Guidance for edtech and delivery partners

  • Safety by default: age-appropriate safeguards, prompt and output controls, and incident reporting.
  • Evidence: measure impact on attainment, engagement, and teacher workload with reproducible methods.
  • Interoperability: support common data formats, SSO, and MIS integration to reduce admin load.
  • Accessibility: WCAG compliance, offline/low-bandwidth modes, multilingual support where needed.
  • Transparency: explain limitations, show how recommendations are generated, and allow teacher overrides.
  • Governance: provide audit trails, versioning of models/prompts, and clear routes to disable features.

Safeguarding and data protection essentials

  • Minimise data: avoid unnecessary personal data; prefer on-device or pseudonymised processing where possible.
  • Consent and clarity: publish student/parent notices on data use and retention.
  • Controls: set boundaries for content types, time-of-day access, and escalation to staff.
  • Monitoring: log interactions for safety review while protecting student privacy.

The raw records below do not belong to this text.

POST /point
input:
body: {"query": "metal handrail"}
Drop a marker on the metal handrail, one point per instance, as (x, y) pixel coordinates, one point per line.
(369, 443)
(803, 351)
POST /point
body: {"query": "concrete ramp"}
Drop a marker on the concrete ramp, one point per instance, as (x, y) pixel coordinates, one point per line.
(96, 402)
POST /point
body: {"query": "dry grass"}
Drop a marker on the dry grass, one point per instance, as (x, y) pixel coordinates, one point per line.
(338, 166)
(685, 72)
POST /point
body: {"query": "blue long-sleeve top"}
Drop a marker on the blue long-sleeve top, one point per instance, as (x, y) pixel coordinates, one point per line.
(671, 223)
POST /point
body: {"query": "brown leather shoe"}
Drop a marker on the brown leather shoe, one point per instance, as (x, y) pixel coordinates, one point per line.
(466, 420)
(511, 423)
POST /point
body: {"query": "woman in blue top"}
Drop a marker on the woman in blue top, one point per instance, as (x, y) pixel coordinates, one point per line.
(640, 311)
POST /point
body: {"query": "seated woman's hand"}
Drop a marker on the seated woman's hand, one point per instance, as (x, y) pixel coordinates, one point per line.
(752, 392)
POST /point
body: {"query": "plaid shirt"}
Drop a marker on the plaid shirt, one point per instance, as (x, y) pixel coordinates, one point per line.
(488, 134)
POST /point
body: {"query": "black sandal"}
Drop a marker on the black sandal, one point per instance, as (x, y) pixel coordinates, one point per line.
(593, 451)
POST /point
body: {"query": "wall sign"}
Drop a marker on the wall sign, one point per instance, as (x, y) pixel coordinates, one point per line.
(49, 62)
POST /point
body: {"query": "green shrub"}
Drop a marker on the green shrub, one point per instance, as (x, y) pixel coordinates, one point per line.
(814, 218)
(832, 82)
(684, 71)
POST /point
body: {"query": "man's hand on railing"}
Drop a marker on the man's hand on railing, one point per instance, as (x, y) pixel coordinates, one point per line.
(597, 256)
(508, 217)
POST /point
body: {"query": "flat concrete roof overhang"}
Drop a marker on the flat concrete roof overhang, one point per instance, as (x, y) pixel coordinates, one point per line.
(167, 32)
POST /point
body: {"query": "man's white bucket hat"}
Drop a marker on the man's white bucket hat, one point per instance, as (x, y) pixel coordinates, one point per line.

Measuring impact that matters

  • Learning: progress against baseline, topic mastery, and spillover effects on related subjects.
  • Equity: outcomes by pupil premium status, SEND, EAL, and gender.
  • Workload: time saved for teachers/TAs on planning, marking, and interventions.
  • Engagement: session completion, on-task behaviour, and attendance signals.

Action checklist

  • Nominate a school lead (SLT + IT) and form a small working group with safeguarding.
  • Audit devices, connectivity, and classroom setups for pilot environments.
  • Draft policies: usage, data handling, acceptable content, and escalation.
  • Define pilot success criteria and agree metrics before tools arrive.
  • Plan CPD cycles and teacher coaching to embed practice, not just train features.

Upskill your teams

If you need structured training for teachers, IT leads, or curriculum designers, explore role-based learning paths and current AI courses:

Bottom line: free, safe AI tutoring-built with teachers-could extend one-to-one support to hundreds of thousands of students. The schools that benefit most will be the ones that prepare policy, infrastructure, and training ahead of the 2026 trials.